On a Z80, the processor used by the TI-82 if you have forgotten, each
instruction (opcode) takes between 1 and 4 bytes. Small instructions are, of
course, generally executed faster, but there are 2 byte instructions that are
executed faster than 1 byte instruction (it depends on what the instruction
does). It's quite easy to guess how long each instructions is, which is useful
when optimizing your code. Each time you load a byte into a 8-bit register,
the size is two bytes; one byte to tell the processor that you should load an
immediate value into a 8 bit register, and one byte where that value is stored.
16-bit registers takes three bytes. Generally, all instructions that has one
byte takes two bytes, and the instructions using words (both as immediate
values and addresses) takes three bytes. Other instructions, such as loading
register A with E, takes one byte. All bit-manipulating instructions except the
logical instructions (and, or, xor, not) takes two bytes though. One prefix
($CB) and then the byte that tells what to do.
Now you know some more about how instructions really look like, which will help
in the future...
Aliases and Macros are used by the compiler and has nothing to do with
assembly languages actually, but they're used quite often since it makes the
source much easier to read. In TI-85.H there are lots of aliases and macros
(actually, there are only aliases and macros in it, plus comments).
You could probably guess what an alias is. If you type
Three = 3
the compiler will substitute Three with 3 in the whole source code (when
compiling, it won't change the file itself). All "variables" in a program you
define in the beginning are just aliases. You could typ those addresses in the
source code if you like that, but it's much easier to read if you make
aliases... Also, if you want to change an address, and have that address
located in many different places in the program, it would have been smarter to
make an alias of it. Then you would only have to change the aliases, not every
time in the source where the address occured.
Macros are similiar to aliases, and also similiar to subroutines sort of. To
make a macro in Table Assembler (if you use another assembler, CAZ for example,
you probably do it another way; read the documentation) you can type like this:
#DEFINE PushAll push af \ push bc \ push de \ push hl
If you now type PushAll in your code, the compiler will replace it with
those four instructions (must be separated with a backslash). You can also
give parameters which is useful: (the parameters must be numbers, or aliases,
not registers or addresses)
#DEFINE GotoXY(xy) push hl \ ld hl,xy \ ld ($800C,hl) \ pop hl
An example on a macro you use in almost every program is ROM_CALL(addr).
Just check ti82.h and you'll see. The parameter in
the ROM_CALL macro is an aliases by the way. ROM_CALL(D_ZT_STR) could be replaced
with ROM_CALL($3914-$1A), but it just makes the source harder to understand.
Creating your own macros is often useful, but remember that if you make a big
macro and use if often, it may make the source big... in the GotoXY example
above, the push hl \ pop hl part may be unnecessary if there were no important
things in the HL register. Macros should generally be small!
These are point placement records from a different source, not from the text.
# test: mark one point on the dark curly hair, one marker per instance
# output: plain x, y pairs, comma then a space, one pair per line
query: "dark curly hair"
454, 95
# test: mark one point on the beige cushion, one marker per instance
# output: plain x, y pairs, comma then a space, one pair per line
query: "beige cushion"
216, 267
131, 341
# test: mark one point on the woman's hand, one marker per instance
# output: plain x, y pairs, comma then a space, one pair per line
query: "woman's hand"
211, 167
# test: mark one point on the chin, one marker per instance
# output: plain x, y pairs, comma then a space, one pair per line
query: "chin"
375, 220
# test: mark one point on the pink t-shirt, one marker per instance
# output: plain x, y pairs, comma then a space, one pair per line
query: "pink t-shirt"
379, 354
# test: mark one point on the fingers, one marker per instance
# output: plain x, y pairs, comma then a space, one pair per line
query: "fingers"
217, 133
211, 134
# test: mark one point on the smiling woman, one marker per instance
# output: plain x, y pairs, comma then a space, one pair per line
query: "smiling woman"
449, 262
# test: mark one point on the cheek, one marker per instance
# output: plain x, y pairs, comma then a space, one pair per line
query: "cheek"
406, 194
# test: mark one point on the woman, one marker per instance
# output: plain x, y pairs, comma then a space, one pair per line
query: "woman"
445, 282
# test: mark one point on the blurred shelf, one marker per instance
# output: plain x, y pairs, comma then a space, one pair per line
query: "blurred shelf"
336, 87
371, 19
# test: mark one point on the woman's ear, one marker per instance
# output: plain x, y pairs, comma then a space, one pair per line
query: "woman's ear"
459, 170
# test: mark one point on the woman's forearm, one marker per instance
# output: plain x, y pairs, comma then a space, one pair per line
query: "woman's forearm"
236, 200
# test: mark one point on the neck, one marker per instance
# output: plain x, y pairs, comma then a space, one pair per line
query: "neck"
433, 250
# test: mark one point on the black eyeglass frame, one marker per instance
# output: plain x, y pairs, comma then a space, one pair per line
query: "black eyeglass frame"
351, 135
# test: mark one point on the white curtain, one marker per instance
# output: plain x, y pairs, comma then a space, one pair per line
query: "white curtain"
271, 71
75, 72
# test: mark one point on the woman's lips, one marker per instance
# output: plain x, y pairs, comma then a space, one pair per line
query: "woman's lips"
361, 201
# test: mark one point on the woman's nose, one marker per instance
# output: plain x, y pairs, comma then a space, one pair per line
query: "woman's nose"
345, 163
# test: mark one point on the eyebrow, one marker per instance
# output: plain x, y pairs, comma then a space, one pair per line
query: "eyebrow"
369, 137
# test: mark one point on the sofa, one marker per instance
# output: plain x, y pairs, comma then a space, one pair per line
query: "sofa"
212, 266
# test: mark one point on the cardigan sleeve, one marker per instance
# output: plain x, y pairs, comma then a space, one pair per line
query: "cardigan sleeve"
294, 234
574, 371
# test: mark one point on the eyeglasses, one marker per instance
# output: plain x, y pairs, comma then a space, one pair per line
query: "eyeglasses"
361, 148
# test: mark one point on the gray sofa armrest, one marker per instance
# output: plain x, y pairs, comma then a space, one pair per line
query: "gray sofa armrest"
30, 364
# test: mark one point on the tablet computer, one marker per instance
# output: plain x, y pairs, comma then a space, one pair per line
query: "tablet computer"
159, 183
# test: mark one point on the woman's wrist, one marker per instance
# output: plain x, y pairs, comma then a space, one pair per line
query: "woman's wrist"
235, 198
If you've programmed for a while you've probably quite often thought: "Damn,
I'm out of registers again!" It's a fact that the Z80 has few registers,
especially compared to the 68k processor which the TI-92 use... There are
actually, some more register you could use, though they have limitations. Here
The index registers IX and IY
These registers are handy. The IY register is used by interrupts and rom
calls, and should not be changed unless you've disabled the interrupts (see
below). The IX register though is free to use anytime! It works almost exactly
like the HL register. When you can use the HL register, you can use the IX
register! There is one drawback though, the instructions become one or two bytes
longer, depending on the use. If you use IX as a dataregister in an instruction,
the instruction becomse one byte longer. That byte is a prefix ($DD) which tells
the processor that the next instruction will have IX in it, not HL! This is
necessary, because the opcode for an instruction which uses IX is the same as
for using HL. It's only the prefix that is the difference.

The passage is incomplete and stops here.